Pendidikan masa kecil itulah cetakan awal karakter Muhammad II yaitu mental seorang ilmuan. Para pakar itu tidak tersaji dihalaman istana yang hijau tapi dicari dan didatangi walau di tanah tertandus. Gairah belajar lebih penting dari pada konten pengetahuannya sendiri karena ia yang menjamin kontinuitas. Dan ini keberhasilan didikan Al-Kurani. Sehingga al-Qur’an dihafalnya cepat sebelum delapan tahun, lalu ilmu-ilmu syari’at dilahapnya setelah itu
Bahasa pengantar yang diajarkan pada Muhammad II ada tujuh yaitu:  Arab, Turki, Persia, Yunani, Serbia, Italia, dan Latin. Ketujuh bahasa ini ia selesaikan di usia remaja. Maka akses Muhammad II untuk mengkaji semesta ini tidak dibatasi cakrawala budayanya [Turki]. Bahkan zaman Murad II ini dikenal dengan masa emas terjemahan referensi-referensi besar Islam kedalam bahasa Turki.
Tapi keistimewaan tersebut bukan pada kuantitas penguasaan bahasa, karena ia hanyalah tools pembuka pengetahuan, tapi ketepatan sasaran dalam penggunaan. Maka ilmu ketiga dalam kurikulum Murad II untuk dipelajari Muhammad II kecil setelah Qur’an dan Islamologi adalah sejarah. Ia fokus mengkaji kaidah-kaidah kemenangan dan sebab-sebab kekalahan  dalam jejak perjalanan umat-umat terdahulu. Lalu Matematika, Geografi dan Astronomi. Perangkat ilmu ini membuatnya rasionalis dan berfikir strategis, berpandangan global dalam perencanaan tapi detail dalam pelaksanaan.
Semua perjalanan pengetahuan ini adalah pengantar menuju penaklukan yang dirancang dengan sangat sistematis oleh Murad II. Ia sendiri meninggal muda dan bahkan tidak pernah menyaksikan anaknya mempersiapkan pasukan ‘Ustmaniyyah menuju Konstatinopel. Tapi waktu realisasi itu tidak lama. Muhammad II menggantikan menjadi sultan di Edirne dalam usia 22 tahun dan hanya dalam waktu dua tahun ia melunasi hadist Nabi yang selama 8 abad belum berhasil dituntaskan generasi-generasi kuat terdahulu, baik generasi para penakluk daulah Umawiyyah atau generasi kemakmuran daulah ‘Abbasiyyah.
Generasi-generasi sebelum Muhammad II al-Fatih mungkin sama kuat militernya, sama luas wilayah kekuasaanya, sama melimpah aset manusia dan alamnya, dan sama menggebu obsesi penaklukannya, tapi Murad II meretas jalan untuk mencetak generasi baru yang  belum pernah ada dalam sejarah Islam.

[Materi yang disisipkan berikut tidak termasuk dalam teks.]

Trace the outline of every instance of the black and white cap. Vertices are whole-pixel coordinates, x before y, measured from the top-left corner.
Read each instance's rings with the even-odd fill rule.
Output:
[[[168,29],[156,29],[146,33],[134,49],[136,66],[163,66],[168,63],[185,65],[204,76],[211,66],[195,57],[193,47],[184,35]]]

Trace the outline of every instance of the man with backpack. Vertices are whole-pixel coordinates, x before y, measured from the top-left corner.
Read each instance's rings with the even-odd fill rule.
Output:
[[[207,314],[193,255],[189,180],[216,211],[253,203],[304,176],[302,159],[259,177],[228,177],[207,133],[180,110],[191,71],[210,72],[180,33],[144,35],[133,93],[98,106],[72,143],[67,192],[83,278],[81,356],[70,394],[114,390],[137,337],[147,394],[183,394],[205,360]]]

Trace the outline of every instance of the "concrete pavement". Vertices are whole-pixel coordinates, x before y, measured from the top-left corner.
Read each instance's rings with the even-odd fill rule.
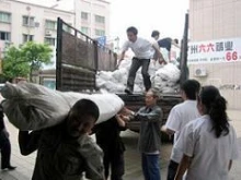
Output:
[[[237,110],[229,110],[228,111],[230,119],[232,120],[231,123],[233,124],[237,135],[239,139],[239,147],[240,147],[240,155],[241,155],[241,111]],[[7,127],[10,132],[10,139],[12,144],[12,165],[18,166],[16,170],[13,171],[0,171],[0,178],[2,180],[30,180],[34,164],[36,153],[30,156],[22,156],[20,155],[19,145],[18,145],[18,130],[12,127],[8,121]],[[138,134],[135,132],[126,131],[123,134],[124,142],[126,144],[126,153],[125,153],[125,160],[126,160],[126,173],[124,180],[142,180],[142,172],[140,166],[140,156],[137,151],[137,140]],[[167,177],[167,167],[170,157],[172,145],[163,143],[162,144],[162,152],[161,152],[161,175],[162,179]],[[230,172],[231,180],[240,180],[241,178],[241,157],[239,160],[234,161],[233,168]]]

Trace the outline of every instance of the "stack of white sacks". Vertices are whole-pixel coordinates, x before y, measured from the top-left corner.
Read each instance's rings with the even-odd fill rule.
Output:
[[[110,93],[124,93],[127,83],[127,76],[131,60],[123,60],[118,70],[100,71],[96,75],[96,85],[99,88]],[[151,61],[149,67],[152,86],[160,89],[160,93],[176,93],[180,88],[177,84],[181,72],[176,64],[168,63],[161,65],[159,62]],[[136,74],[134,93],[144,93],[144,81],[141,69]]]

Yaitu generasi yang berpengetahuan tingkat tinggi dengan pemimpin terbaiknya. Pemimpin terbaik di zaman itu bukan hanya petarung, atau manajer, atau sastrawan, atau ahli fikh, atau panglima, atau pemikir strategis, tapi pengetahuannya mencapai tingkat kepakaran nyaris di semua bidang.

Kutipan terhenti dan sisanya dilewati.